The movie was greeted with howls and labelled a bomb, the two leads, Halprin and Frechette, were called blank and flat in their portrayals - no arguments there. The script is also awful, full of counter-culture buzz words and silly student debate. Even before the movie was released, it had been picketed for its anti-Americanism by right wing groups. Antonioni was an avowed leftist, and had inserted an ending with Frechette sky writing 'Fuck you America' with his stolen plane. It was cut by the censor board and does not appear in the final edit. The FBI was tailing the cast and crew.  It really was one of the artistic nadirs of Flower Power.

Frechette received about $60,000 for his work, which he gave to Mel Lyman, a pre-Manson cult figure in the Boston area. Frechette had been trying to enter the cult for some time.  It was his money that opened the door. There is a Dick Cavett talk show clip on YouTube that features Frechette and Halprin. At the time, they were obviously in the thrall of Lyman. The Lyman community was characterized as a cult that 'did not kill people', in reference to the famous nights of Charlie Manson's carnage in '69 - although by all accounts Lyman was clearly off the rails. He was a folk musician turned 'God', in his own words. The Lyman trust actually survives as a construction company, the beginnings of which were the creation of the community and restoration of part of a ramshackle set of buildings in a Boston neighbourhood called Fort Hill. With Frechette's rise to fame he was allowed to enter into it. Previously, while on the set of Zabriskie Point, he constantly left copies of Avatar, Lyman's God fanzine, at Antonioni's trailer door.

After Zabriskie Point, Uomini Contro and other smaller European film work, he ended up at Fort Hill in the Lyman cult at loose ends. On August 29th, 1973, in what Frechette called an 'inevitable' incident, he and two other Fort Hill members staged a robbery of the New England Merchant's Bank. He later said that the robbery was a culmination of his feelings about society at the time and was a perfect response. He noted, succinctly,  that bank funds are insured - and the bank would be reimbursed - so no one was the real loser. No one, except for one of his accomplices, that is.  Frechette's gun was not loaded and was thrown down as the robbery unraveled, but 'Hercules' Thein, one of the three, was shot dead in front of Frechette. Frechette and Sheldon 'Terry' Bernhard were convicted of armed robbery and sent away for up to 15 years.

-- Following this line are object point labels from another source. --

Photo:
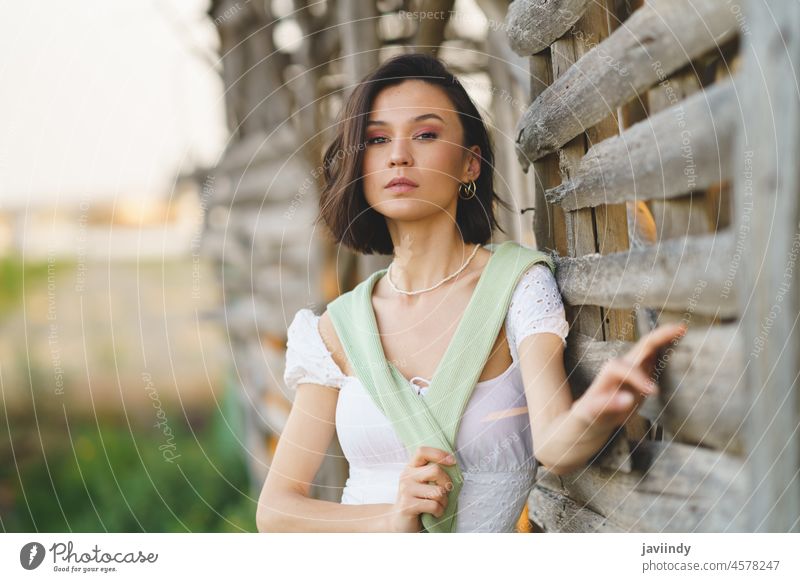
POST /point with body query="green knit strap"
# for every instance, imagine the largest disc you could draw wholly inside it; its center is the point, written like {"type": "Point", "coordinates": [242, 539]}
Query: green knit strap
{"type": "Point", "coordinates": [433, 420]}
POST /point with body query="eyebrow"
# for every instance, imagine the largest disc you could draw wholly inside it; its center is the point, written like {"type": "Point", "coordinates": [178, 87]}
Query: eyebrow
{"type": "Point", "coordinates": [416, 119]}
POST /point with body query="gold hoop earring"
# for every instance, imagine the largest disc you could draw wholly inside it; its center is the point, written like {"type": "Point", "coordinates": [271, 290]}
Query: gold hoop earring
{"type": "Point", "coordinates": [471, 188]}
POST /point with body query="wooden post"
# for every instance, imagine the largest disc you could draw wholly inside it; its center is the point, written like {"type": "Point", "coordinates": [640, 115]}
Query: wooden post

It was in prison, a few years later, and in a deep depression over the death of Thein, that Frechette was found with a barbell resting on his neck, having died of suffocation in the prison gym. It was a strange death, but there was no sign of a struggle and so his life was easily brushed aside by the authorities. He had not been eating and had lost weight. He was pressing about 70 kg, but was weak and the barbell slipped. He was 27 years old. When the robbery had put his name back in the papers (he had virtually disappeared inside the Lyman compound), he told the press, "I just do what I have to do, because if you fall asleep like most people in this society, you're a fuckin' dead man..."

In finding out more and more about this young, tragic, and forgotten fellow, I was greatly helped with information by a few articles from the Boston Phoenix and Rolling Stone Magazine, written by Dave O'Brian. Trawling the internet, you can find small bits of information.  As well, I recall a book by Michael Medved, which I have since misplaced, called The Golden Turkey Awards. I stumbled across it and bought it shortly after seeing Zabriskie Point on CBC. In it was my first taste, hilariously sent up by Medved, of the over-blown self-importance in the making of what has eventually become a cult classic.